LOWELL --- The way state Sen. Eileen Donoghue tells it, state Treasurer Steve Grossman and Attorney General Martha Coakley have similar campaign strategies in their respective bids to be governor.
Grossman, Donoghue joked Monday at the annual Lowell St. Patrick's Day Breakfast, will go into a diner, tip big, and ask the wait staff to vote for him. Coakley will do about the same -- but she'll leave a nickel, and then ask them to vote for Grossman.
The three biggest names in the governor's race -- Democrats Grossman and Coakley, plus Republican Charlie Baker -- each took a turn at the podium, offering their best barbs and Irish-influenced humor.
They headlined a bill of at least 15 candidates for statewide office who worked the crowd and gathered signatures from supporters.
"I think for a statewide candidate, it's a great opportunity for them to introduce themselves to the Greater Lowell area," said Donoghue, who hosted the breakfast along with Acting City Manager Michael Geary. "It's a really important area, politically, in the state, and not one that anyone can predict what way it goes."
Coakley drew applause when she pointed out that between Donoghue's hosting of the event and newly elected state Sen. Linda Dorcena Forry running the show at South Boston's breakfast Monday, it "looks like chicks are in charge."
Speaking next, Grossman also got the crowd of around 450 guests clapping, but to a rhythm, as he sang the Boston folk song, "Charlie on the MTA."
Making light of his status as one of few Republicans in the room, Baker thanked organizers for demonstrating their "commitment to diversity" by "including someone with my particularly unusual background."
Though they did not have speaking roles, three other gubernatorial candidates -- Democrats Don Berwick and Joe Avellone and Independent Jeff McCormick -- also came out for Monday's breakfast, as did three Democratic treasurer hopefuls: state Sen.Barry Finegold of Andover, state Rep. Tom Conroy of Wayland and former Brookline Selectman Deb Goldberg.

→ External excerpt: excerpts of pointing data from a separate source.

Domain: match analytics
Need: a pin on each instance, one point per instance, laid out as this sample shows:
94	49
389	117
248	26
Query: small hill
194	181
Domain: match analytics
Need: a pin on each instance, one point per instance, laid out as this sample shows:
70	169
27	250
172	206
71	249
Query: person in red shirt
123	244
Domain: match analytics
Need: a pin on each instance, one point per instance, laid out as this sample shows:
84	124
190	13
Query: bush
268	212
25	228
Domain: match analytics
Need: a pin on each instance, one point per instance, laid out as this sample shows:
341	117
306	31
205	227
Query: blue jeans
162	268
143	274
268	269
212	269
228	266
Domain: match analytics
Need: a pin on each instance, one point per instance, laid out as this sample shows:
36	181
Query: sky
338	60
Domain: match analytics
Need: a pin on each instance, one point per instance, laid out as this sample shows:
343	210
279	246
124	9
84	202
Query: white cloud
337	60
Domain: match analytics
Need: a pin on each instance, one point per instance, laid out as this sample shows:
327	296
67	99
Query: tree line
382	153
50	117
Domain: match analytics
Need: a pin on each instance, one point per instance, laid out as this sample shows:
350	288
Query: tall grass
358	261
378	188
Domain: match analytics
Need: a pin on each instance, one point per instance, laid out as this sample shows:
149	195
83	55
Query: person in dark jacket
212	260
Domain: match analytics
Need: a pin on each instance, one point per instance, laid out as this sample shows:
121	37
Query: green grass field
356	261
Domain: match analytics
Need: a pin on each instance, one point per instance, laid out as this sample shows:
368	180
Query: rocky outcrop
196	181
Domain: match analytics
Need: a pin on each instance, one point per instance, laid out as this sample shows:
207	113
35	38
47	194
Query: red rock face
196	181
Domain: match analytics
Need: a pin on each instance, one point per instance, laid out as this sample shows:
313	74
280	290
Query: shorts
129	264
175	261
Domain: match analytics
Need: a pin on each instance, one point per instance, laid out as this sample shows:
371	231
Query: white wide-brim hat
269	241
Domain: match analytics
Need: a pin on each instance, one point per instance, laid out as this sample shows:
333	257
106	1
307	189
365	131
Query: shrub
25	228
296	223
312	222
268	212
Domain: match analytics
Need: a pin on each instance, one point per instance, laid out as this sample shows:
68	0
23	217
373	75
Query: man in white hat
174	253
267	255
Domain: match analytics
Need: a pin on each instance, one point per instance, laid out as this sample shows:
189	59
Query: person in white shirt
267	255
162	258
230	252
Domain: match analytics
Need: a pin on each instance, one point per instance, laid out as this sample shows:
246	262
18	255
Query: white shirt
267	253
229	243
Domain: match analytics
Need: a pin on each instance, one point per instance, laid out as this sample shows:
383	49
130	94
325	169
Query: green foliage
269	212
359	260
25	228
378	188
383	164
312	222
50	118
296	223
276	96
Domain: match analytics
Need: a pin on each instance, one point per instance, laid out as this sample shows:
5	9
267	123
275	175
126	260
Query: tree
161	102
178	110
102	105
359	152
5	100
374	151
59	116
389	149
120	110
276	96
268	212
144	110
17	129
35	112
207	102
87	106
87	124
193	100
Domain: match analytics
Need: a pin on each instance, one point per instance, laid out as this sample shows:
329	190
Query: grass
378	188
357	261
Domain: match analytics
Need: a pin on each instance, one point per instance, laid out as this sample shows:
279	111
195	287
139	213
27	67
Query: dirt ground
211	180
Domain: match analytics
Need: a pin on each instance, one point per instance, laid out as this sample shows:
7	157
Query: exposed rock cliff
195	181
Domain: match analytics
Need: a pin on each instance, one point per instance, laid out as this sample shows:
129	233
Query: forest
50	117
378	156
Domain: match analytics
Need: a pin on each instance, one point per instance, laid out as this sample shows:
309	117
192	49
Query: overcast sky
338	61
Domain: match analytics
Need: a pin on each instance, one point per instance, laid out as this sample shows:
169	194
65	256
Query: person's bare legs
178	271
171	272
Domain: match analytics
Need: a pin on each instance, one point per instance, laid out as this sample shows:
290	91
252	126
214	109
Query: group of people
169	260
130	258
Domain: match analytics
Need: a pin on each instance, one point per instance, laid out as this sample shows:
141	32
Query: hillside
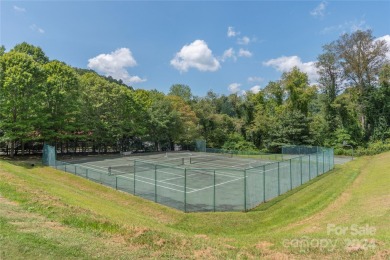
46	214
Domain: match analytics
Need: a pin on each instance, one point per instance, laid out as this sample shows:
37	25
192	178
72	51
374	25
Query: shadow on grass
268	204
29	162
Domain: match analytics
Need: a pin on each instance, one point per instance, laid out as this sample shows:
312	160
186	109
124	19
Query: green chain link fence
200	189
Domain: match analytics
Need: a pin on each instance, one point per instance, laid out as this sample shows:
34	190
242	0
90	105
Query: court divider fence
218	189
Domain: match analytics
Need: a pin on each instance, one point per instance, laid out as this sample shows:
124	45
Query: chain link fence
199	189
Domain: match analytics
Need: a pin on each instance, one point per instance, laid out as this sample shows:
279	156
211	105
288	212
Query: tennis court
199	181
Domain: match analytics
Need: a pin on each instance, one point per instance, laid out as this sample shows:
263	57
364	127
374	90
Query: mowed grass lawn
47	214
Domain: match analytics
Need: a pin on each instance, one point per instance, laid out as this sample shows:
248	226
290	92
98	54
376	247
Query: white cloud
244	53
231	32
115	64
255	79
255	89
229	53
195	55
349	26
234	88
385	38
35	28
19	9
244	40
319	11
285	64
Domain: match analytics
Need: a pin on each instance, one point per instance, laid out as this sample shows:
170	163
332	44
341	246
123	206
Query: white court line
172	184
82	166
152	184
212	186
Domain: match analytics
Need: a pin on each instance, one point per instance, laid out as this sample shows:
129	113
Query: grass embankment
46	213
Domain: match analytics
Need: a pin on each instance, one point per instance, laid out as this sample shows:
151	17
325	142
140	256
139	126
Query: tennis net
207	158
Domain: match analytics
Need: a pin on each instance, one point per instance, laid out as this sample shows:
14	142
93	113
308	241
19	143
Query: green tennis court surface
199	181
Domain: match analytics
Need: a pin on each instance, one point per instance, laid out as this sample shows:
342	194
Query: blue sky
224	46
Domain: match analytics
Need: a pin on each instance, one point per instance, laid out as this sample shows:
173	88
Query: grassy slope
45	213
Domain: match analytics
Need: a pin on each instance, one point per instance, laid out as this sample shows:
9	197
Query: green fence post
290	176
309	168
214	192
278	179
245	191
185	189
300	160
333	157
134	177
323	162
155	183
264	183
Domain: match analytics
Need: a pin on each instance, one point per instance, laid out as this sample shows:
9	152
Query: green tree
61	102
299	92
34	51
330	79
361	57
20	92
182	91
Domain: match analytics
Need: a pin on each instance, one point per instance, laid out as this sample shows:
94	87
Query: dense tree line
43	100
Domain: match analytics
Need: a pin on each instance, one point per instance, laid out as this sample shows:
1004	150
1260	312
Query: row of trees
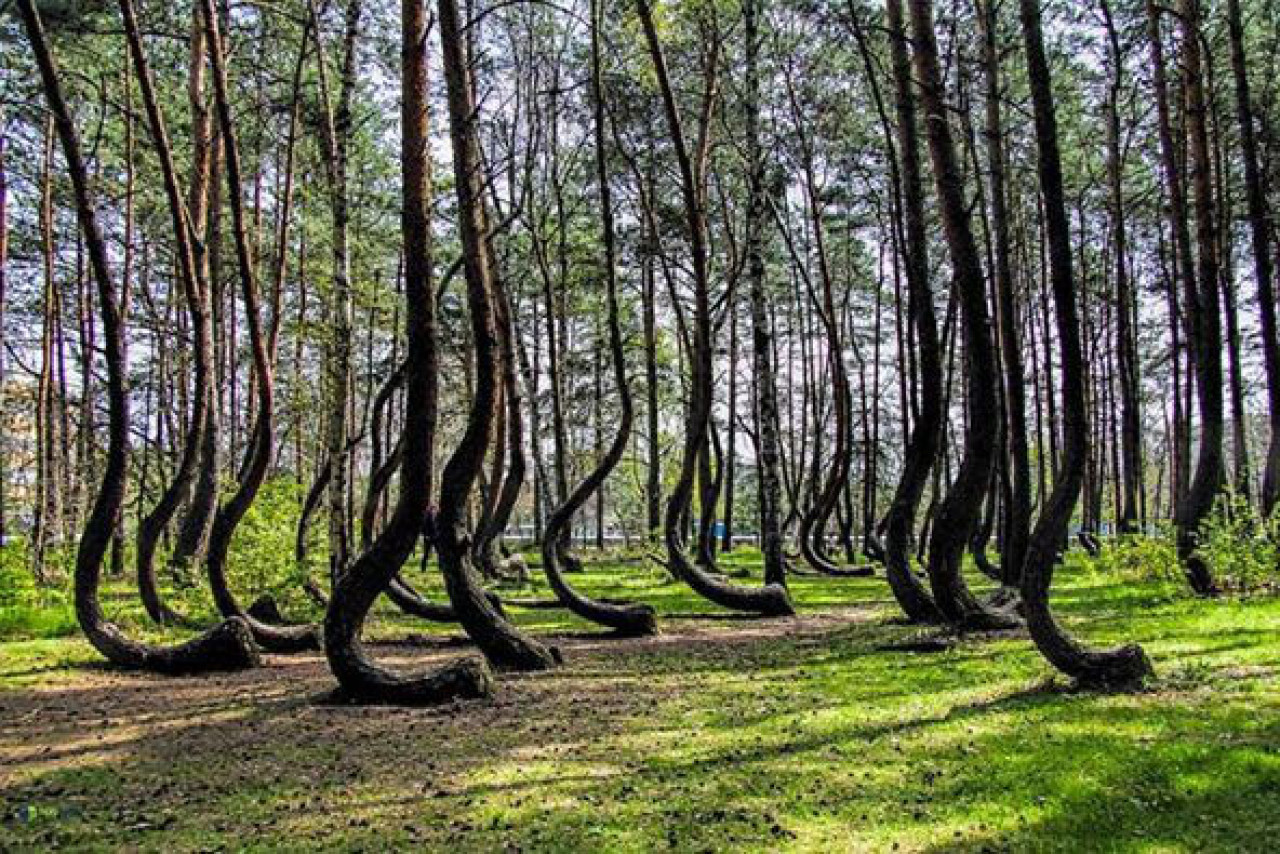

Grossman has won the backing of Lowell's state representatives, though Rep. David Nangle joked that might be a burden more than a boon -- he and Reps. Tom Golden and Kevin Murphy don't typically pick winning candidates.
Regardless of the local legislators' endorsement track record, statewide candidates made a point of highlighting their Lowell connections.
Coakley, a former Middlesex district attorney, name-dropped current Lowell Police Superintendent Bill Taylor and his predecessors Ken Lavallee, now a security specialist at Enterprise Bank, and Ed Davis, who retired as Boston's police commissioner last year.
The last time she was regularly in the Mill City, Coakley said, was "so long ago that Billy Taylor was just starting as a police officer, Kenny Lavallee -- who's now a banker -- was just a police officer, and Eddie Davis was the sergeant in charge of vice."
Calling Lowell a "city on the move," Grossman praised Donoghue, Golden, Murphy and Nangle for their ability to secure state resources.
"If you look at the Merrimack Valley, if you look at this state, if you look at the small businesses growing and flourishing, it's because you have a phenomenal delegation," he said.
Lieutenant-governor candidate Leland Cheung told guests he's got Lowell ties -- a Cambridge city councilor, he worked with recently retired City Manager Robert Healy there.
Healy once served as Lowell's acting city manager and lives in the city's Belvidere section.
Each of the four Democratic lieutenant governor contenders was in attendance Monday morning. Besides Cheung, the field includes former USDA Food and Nutritional Services Regional Administrator James Arena-DeRosa, Massachusetts Military Heroes Fund President Steve Kerrigan and Mike Lake, CEO of the public-policy initiative Leading Cities.
Arena-DeRosa's campaign is managed by Daniel Murphy of Lowell, twin brother of former Mayor Patrick Murphy. The candidate posted on Twitter during the breakfast that he was "glad we picked an Irishman" for the role.<.p>
Kerrigan's trip to Lowell was the start of a full day of appearances, with a stop in Pittsfield scheduled next.
After the breakfast, Lake cheered the event as one that highlights the close bonds between area politicians.
"It's one of those days during the year that we can really kind of put aside our differences and have a little fun with each other, and focus on what really brings us together, which is public service," he said.
Democratic attorney general candidates Warren Tolman and Maura Healey both showed Irish spirit.
"An Irish girl like me, how could I not love this?" Healey remarked after the breakfast.